I also love working out with my family & friends.  My sister Elisa is very athletic and dove right into training for a half-marathon soon after she delivered a precious baby girl at the end of June.  I typically complete my two-mile jogs with Elisa or with my awesome Hubby Ryan.  Ryan is always supportive of my fitness goals and is Almost to the point of committing to some of his own fitness goals.  He has been running with me consistently and at least seems Interested in signing up for the half in December!!

Just for laughs:
I think we all have dreams of becoming "super athletes" - whether we dream of finishing a race in first place, breaking a record, or getting to the Olympics. *sigh*  Well, it seems Mr. Paul Ryan also has lofty goals which, in his mind, he has already attained...though the facts are otherwise.

My personal goal has varied at times and in a moment of silliness during this Olympic season I wished I had the talent and body of Kerri Walsh Jennings...who just so happens to be exactly one foot taller than me.

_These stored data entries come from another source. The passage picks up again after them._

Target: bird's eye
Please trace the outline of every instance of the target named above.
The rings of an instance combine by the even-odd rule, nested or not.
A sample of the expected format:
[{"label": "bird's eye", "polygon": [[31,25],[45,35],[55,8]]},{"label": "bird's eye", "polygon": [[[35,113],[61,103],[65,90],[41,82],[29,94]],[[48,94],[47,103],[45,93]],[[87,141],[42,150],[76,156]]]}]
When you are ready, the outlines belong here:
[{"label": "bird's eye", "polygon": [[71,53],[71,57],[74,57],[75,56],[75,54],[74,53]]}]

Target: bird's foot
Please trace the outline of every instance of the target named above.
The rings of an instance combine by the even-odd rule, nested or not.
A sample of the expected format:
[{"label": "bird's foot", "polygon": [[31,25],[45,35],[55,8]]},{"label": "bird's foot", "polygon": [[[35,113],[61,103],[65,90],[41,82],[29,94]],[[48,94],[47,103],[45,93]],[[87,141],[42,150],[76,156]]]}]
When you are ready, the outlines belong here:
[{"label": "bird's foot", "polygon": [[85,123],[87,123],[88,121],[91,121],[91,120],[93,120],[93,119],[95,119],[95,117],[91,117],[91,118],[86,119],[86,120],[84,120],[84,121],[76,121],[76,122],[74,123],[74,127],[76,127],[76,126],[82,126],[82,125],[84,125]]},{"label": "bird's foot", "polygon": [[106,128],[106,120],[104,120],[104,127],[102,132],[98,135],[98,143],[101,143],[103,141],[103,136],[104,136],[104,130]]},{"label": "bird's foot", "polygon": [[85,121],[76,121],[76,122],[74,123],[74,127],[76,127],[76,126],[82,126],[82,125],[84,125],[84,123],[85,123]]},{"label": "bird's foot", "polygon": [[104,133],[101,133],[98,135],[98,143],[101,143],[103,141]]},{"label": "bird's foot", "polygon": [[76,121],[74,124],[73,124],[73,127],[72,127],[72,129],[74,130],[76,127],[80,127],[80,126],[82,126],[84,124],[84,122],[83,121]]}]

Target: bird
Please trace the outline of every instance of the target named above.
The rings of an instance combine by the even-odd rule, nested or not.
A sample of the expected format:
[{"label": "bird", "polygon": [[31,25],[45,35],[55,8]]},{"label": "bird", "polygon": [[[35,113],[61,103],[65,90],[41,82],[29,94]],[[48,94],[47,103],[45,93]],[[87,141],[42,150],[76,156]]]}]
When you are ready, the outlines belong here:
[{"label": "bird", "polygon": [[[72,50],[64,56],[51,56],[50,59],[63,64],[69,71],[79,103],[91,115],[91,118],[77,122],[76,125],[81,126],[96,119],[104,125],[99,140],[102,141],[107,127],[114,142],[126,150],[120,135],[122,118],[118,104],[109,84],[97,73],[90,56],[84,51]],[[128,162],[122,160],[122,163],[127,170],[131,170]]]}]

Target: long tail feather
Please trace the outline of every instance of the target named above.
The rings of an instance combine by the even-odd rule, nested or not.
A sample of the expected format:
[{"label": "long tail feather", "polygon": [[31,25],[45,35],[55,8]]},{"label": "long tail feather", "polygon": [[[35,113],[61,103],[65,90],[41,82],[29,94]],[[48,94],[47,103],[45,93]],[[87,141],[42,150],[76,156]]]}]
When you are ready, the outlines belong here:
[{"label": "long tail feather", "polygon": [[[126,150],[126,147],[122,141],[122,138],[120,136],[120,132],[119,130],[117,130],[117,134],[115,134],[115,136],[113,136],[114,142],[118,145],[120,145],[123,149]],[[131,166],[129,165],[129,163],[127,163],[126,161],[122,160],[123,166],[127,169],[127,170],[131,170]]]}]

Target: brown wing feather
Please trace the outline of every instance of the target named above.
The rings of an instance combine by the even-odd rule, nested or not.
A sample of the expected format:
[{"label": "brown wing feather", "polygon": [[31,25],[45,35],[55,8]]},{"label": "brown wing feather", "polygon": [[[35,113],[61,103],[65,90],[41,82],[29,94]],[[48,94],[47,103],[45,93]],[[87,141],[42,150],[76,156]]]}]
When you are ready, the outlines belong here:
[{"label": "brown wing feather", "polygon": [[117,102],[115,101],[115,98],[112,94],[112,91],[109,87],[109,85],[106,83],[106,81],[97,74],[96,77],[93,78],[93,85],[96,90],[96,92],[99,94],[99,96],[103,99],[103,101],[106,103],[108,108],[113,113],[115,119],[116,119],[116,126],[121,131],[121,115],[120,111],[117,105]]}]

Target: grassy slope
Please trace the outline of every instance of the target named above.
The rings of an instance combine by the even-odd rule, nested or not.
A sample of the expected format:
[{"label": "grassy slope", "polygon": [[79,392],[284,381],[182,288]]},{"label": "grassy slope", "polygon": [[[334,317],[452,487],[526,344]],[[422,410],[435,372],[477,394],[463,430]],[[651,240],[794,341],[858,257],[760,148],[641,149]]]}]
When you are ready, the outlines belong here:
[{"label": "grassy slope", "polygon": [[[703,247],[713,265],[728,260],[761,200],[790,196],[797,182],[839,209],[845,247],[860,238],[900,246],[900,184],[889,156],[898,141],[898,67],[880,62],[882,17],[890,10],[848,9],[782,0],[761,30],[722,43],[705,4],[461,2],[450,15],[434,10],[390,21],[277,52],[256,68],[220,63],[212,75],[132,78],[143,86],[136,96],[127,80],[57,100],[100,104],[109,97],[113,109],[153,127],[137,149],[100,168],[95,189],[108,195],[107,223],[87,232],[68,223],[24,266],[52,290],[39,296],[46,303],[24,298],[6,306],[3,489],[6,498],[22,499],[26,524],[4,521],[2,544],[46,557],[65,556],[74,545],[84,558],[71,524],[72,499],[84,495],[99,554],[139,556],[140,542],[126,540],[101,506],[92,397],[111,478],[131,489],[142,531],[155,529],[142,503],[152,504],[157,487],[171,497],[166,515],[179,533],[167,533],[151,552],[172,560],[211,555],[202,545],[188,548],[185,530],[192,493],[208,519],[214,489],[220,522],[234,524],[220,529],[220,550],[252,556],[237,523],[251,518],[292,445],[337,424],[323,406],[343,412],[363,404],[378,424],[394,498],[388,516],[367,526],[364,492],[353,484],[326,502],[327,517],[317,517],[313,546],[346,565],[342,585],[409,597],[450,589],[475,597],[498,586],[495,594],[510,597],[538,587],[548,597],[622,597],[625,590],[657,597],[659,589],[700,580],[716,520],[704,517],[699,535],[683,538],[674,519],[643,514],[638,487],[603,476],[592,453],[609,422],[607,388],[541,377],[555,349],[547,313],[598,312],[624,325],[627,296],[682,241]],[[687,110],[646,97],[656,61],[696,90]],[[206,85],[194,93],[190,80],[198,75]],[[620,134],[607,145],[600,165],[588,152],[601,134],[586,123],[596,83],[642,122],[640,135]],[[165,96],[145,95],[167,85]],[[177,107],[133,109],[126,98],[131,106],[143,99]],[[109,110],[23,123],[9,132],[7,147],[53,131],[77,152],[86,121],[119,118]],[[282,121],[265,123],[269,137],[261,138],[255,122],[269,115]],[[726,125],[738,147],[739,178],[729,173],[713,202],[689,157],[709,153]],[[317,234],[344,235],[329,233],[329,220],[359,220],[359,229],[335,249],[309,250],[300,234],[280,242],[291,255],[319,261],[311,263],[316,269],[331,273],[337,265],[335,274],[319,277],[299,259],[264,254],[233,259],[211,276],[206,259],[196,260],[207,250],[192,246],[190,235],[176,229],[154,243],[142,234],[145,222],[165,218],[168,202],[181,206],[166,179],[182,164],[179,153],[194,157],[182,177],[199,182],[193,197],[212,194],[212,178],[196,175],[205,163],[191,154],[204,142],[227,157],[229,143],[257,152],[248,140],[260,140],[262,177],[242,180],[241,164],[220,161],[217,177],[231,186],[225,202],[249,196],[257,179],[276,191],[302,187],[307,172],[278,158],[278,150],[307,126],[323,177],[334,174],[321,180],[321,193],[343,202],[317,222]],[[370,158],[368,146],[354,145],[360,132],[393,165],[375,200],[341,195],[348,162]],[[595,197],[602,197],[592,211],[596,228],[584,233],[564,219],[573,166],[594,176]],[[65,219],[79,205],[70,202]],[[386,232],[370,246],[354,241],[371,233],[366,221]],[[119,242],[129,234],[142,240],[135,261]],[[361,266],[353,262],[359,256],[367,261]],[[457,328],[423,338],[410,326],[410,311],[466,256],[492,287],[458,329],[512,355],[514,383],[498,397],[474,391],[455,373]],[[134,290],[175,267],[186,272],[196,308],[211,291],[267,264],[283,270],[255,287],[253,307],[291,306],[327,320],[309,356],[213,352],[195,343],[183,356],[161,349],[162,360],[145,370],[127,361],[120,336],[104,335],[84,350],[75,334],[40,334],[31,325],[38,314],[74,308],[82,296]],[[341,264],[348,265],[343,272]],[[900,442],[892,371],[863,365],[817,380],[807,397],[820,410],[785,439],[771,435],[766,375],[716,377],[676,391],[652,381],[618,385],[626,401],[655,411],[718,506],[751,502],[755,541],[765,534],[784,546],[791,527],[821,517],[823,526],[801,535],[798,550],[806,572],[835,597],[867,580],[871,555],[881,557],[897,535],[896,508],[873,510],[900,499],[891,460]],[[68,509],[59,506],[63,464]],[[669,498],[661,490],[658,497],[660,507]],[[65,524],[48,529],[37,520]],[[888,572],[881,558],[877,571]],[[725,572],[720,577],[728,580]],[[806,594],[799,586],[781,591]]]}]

Ha!  
I'm certainly not saying we can't have lofty goals and work hard to get there, but it helps me to set Reasonable Goals that I can attain in a Relatively Short amount of time in order to stay focused and motivated.  I focus on shorter term goals which end up being steps along the way to the more substantial long-term goals. At the present time, I can't quite wrap my mind around 13 miles when I'm only jogging 2, but I can wrap my mind around the goal of 5 for now, and maybe 10 when I hit 5, and so on.  I've run a half before and I will do it again!  

Feel free to share your goals with me!

Weekly Workout Update:
Running - 6 miles
Walking - 1 mile
Bootcamp - 1 hour 50 minutes
Aqua Aerobics - 30 minutes

It doesn't sound like much but it totals 227 minutes (or 3 hours and 47 minutes of working out).  That's not a bad start for week 1.

My goals for the upcoming week are:
Increase the distance of each run to something over 2 miles - maybe 2.5 miles per run.
Increase time spent strength training - I hope to get close to 3 hours on weights/bootcamp instead of just 2.  The longer my runs get, the more I tend to lose sight of strength-training goals...I'm hoping to avoid that while training for the next half.